Domingos offers a speculative novel that looks at the future of American politics driven by artificial intelligence and culture wars.
A presidential debate in the year 2040 features two candidates: Republican PresiBot, an AI created by KumbAI, a startup tech company; and Democrat John Raging Bull, a Lakota chief. The Democrat expresses disdain for “the colonizers’ machine”; the Republican accuses Raging Bull of not being Native American. After a mechanical malfunction causes chaos, Ethan Burnswagger and Arvind Subramanian (KumbAI’s CEO and CTO, respectively) brainstorm strategy and recount how they came to be in this situation. Soon, they’re whisked away to Washington, D.C., to meet with Dave Newald, the successful CEO of Happinet, which uses technology to control people’s emotions; he offers them $350 million for their company. As Raging Bull discusses political strategy with his campaign manager, Naomi Jackson, Arvin pitches PresiBot’s AI system to Mike Granite, another potential investor. Along the way, the KumbAI duo navigates various threats to PresiBot while aiming to keeping him running properly.

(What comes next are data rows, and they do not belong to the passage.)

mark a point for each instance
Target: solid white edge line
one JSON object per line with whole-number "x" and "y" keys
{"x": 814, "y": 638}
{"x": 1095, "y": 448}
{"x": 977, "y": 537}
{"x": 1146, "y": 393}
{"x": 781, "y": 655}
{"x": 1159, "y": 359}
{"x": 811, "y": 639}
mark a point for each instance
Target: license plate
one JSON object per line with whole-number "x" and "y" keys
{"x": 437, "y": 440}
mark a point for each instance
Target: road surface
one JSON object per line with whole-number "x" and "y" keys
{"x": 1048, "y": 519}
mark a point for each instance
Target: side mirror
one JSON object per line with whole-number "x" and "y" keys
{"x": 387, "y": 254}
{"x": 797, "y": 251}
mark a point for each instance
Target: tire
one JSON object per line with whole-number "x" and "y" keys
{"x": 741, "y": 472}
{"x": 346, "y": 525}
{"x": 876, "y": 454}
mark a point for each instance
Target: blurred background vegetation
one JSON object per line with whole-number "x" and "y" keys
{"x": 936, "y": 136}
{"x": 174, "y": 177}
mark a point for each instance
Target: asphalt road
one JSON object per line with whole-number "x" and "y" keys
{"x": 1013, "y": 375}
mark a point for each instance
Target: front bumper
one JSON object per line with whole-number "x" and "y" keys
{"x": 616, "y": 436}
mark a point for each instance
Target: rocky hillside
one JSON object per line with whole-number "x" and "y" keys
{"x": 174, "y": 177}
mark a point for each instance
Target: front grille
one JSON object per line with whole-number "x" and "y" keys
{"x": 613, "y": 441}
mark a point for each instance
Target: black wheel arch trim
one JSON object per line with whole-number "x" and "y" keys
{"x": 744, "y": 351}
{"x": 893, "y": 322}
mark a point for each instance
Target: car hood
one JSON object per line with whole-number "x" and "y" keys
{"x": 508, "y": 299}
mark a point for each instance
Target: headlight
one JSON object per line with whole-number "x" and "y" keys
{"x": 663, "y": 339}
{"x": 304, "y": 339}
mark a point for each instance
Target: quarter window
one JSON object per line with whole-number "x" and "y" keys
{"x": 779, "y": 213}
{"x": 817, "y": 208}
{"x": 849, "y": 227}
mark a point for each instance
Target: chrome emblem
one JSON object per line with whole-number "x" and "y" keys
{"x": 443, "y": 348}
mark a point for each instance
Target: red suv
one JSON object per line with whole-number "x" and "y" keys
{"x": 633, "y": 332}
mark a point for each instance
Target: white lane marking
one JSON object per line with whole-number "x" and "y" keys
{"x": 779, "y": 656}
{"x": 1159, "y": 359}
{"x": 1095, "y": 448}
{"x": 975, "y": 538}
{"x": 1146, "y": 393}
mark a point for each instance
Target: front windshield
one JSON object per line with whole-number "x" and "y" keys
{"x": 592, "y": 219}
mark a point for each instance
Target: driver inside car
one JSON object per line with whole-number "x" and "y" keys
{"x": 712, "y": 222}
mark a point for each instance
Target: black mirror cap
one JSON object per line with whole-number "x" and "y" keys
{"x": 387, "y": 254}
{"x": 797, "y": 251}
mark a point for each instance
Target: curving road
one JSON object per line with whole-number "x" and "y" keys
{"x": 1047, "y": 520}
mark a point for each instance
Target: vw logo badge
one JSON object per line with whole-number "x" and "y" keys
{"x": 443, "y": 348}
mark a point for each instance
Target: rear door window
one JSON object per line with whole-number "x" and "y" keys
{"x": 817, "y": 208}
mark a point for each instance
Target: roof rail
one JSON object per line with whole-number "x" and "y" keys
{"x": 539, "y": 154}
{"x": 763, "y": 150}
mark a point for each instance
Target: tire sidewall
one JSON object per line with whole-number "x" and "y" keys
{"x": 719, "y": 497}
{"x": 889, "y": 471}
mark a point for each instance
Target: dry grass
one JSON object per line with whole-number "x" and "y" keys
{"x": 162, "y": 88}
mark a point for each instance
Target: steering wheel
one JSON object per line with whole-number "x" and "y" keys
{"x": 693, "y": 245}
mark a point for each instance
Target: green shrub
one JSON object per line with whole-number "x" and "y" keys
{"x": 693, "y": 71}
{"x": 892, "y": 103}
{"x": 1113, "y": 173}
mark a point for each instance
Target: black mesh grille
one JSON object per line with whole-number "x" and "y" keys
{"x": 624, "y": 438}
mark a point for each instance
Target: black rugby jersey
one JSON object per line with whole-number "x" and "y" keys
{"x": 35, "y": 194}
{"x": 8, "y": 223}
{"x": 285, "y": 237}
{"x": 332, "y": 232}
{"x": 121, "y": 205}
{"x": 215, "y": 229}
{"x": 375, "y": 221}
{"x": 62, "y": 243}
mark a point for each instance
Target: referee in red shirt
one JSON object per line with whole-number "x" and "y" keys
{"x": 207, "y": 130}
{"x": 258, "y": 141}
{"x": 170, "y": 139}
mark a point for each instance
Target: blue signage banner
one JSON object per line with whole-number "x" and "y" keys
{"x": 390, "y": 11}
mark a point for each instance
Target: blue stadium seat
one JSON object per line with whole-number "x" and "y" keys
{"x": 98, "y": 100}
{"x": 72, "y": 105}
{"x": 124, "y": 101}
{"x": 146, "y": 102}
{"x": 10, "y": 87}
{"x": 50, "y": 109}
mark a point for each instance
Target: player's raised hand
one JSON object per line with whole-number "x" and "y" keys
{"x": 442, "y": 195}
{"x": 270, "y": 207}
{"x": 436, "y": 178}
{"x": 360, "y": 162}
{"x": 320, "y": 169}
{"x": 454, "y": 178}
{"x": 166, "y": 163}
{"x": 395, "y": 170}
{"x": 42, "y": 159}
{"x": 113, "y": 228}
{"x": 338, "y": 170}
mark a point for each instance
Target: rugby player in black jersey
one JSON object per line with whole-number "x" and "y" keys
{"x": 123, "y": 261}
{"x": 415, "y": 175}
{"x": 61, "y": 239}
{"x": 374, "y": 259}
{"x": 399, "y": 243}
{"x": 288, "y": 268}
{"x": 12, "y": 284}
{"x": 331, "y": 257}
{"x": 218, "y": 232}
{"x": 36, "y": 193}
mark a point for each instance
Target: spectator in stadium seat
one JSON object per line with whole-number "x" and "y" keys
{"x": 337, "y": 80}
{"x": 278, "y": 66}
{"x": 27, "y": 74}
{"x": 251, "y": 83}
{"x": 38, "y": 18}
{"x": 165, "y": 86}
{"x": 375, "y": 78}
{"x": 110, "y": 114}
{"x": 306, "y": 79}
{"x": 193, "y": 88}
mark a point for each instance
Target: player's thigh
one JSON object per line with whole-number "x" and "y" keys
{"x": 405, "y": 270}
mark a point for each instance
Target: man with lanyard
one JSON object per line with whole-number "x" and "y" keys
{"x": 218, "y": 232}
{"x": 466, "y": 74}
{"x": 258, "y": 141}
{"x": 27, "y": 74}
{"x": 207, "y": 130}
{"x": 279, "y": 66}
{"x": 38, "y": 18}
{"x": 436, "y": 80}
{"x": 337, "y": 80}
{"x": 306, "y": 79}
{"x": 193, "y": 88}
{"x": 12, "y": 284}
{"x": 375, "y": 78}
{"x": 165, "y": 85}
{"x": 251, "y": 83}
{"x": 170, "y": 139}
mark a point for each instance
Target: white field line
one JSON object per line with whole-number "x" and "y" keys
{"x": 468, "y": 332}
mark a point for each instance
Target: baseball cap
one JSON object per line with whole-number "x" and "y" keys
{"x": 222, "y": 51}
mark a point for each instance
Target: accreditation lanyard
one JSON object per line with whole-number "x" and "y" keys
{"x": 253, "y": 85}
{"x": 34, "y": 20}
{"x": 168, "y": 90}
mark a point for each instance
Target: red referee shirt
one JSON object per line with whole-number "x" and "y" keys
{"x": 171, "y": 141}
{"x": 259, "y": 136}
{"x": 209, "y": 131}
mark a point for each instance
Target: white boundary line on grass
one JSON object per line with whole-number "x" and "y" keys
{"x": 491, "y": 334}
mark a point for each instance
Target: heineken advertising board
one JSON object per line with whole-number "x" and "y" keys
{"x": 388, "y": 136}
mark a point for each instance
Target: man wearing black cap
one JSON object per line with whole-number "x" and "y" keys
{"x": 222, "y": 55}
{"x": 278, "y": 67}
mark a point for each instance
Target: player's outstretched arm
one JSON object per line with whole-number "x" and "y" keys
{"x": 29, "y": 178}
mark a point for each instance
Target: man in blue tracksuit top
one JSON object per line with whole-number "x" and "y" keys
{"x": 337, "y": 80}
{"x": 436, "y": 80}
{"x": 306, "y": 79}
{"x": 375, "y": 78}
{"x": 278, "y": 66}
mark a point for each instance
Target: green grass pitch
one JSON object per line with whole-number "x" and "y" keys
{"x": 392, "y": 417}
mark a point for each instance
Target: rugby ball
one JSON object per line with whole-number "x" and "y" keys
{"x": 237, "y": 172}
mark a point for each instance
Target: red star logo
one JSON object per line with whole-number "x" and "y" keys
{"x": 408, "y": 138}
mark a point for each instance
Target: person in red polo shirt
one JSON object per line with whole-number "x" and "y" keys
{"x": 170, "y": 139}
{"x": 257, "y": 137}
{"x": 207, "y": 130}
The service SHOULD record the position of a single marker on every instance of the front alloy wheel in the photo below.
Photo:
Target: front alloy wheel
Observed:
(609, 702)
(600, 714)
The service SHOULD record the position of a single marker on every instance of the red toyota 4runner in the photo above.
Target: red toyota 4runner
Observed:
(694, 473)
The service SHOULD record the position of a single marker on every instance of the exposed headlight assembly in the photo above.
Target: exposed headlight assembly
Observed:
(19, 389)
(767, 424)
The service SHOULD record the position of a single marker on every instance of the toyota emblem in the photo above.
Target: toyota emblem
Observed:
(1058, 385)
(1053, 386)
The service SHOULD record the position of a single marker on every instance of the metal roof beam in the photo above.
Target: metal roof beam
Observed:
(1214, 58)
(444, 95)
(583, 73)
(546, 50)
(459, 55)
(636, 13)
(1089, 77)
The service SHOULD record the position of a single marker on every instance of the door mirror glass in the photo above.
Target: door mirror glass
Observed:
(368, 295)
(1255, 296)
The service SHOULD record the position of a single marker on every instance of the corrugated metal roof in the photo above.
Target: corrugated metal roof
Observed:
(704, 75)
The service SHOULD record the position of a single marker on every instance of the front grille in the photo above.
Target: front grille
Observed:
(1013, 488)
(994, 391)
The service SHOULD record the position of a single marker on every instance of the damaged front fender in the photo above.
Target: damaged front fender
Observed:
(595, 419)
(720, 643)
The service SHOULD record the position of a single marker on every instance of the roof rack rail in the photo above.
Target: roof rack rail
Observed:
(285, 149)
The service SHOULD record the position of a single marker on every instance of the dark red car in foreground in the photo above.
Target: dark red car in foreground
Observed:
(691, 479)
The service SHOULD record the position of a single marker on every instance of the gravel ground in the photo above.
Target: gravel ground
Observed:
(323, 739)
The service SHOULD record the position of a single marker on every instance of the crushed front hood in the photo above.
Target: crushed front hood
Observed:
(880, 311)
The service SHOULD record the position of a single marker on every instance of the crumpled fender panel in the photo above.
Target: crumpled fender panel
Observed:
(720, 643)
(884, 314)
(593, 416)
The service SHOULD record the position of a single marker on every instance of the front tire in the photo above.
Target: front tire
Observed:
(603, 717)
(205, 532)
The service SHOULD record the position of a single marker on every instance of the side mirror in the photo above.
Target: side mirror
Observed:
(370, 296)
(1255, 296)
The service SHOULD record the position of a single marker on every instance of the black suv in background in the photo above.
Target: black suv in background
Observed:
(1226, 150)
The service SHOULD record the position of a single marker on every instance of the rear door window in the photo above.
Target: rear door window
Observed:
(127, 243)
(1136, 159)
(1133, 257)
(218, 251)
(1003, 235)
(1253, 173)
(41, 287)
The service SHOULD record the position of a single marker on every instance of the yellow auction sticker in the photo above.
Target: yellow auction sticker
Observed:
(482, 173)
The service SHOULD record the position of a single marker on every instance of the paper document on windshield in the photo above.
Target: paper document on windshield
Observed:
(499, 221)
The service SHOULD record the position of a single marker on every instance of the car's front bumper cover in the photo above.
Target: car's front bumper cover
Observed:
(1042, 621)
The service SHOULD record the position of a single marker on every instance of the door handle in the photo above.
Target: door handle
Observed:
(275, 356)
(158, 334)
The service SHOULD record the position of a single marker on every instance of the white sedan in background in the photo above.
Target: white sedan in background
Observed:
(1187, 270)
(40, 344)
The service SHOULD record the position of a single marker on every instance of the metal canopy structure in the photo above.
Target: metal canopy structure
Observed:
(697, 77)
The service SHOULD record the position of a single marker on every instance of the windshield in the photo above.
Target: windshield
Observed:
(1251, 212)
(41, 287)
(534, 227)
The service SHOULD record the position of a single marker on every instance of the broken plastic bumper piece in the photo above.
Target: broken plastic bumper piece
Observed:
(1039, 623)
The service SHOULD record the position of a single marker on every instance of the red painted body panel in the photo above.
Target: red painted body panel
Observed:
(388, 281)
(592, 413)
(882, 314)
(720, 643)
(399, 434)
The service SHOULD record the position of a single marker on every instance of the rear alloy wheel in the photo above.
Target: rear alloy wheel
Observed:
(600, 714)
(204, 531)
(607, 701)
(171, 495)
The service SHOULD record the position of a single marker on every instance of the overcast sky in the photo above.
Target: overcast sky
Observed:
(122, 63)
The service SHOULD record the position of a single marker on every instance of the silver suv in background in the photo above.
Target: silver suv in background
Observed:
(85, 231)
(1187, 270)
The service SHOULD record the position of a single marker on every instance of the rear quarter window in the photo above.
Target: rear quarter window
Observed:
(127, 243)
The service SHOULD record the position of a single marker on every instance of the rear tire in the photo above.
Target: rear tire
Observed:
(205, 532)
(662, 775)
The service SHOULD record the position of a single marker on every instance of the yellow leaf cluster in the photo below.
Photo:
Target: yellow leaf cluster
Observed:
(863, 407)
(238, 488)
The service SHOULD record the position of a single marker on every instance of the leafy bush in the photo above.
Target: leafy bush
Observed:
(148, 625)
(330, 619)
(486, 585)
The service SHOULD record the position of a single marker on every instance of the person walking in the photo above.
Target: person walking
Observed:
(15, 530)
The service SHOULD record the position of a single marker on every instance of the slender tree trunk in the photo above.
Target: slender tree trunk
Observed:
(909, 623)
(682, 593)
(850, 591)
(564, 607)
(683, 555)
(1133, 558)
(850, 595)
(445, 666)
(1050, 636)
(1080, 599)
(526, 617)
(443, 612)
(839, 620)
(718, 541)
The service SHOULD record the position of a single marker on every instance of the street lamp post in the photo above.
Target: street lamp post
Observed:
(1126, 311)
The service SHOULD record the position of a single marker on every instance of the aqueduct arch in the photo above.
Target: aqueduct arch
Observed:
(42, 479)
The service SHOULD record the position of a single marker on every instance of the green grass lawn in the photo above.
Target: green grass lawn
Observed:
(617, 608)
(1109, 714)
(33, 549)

Externally, they face the public skepticism, media scrutiny, and the unpredictable actions of a political opponent; internally, they face the technological limitations and flaws of PresiBot itself, as well as tensions within their own team about how to manage them. The novel reaches its climax during a follow-up debate; afterward, as one character puts it, “the real roller coaster ride begins.” Domingos’ novel is a fast-paced adventure that satirizes politics and the tech world. He not only succeeds at illustrating the dangers of advanced AI, but also finds just the right element in each scene to keep readers engaged and laughing (while keeping the preachiness to a minimum). The book is full of great lines that highlight technology’s modern influence on humanity, as when Newald comments, “Emotions are just numbers. They can be measured and tweaked like anything else.” Nonetheless, the story is rife with tension, and it never lets readers forget how dangerously close fiction can be to reality.
A deft and enjoyable satire of the near future.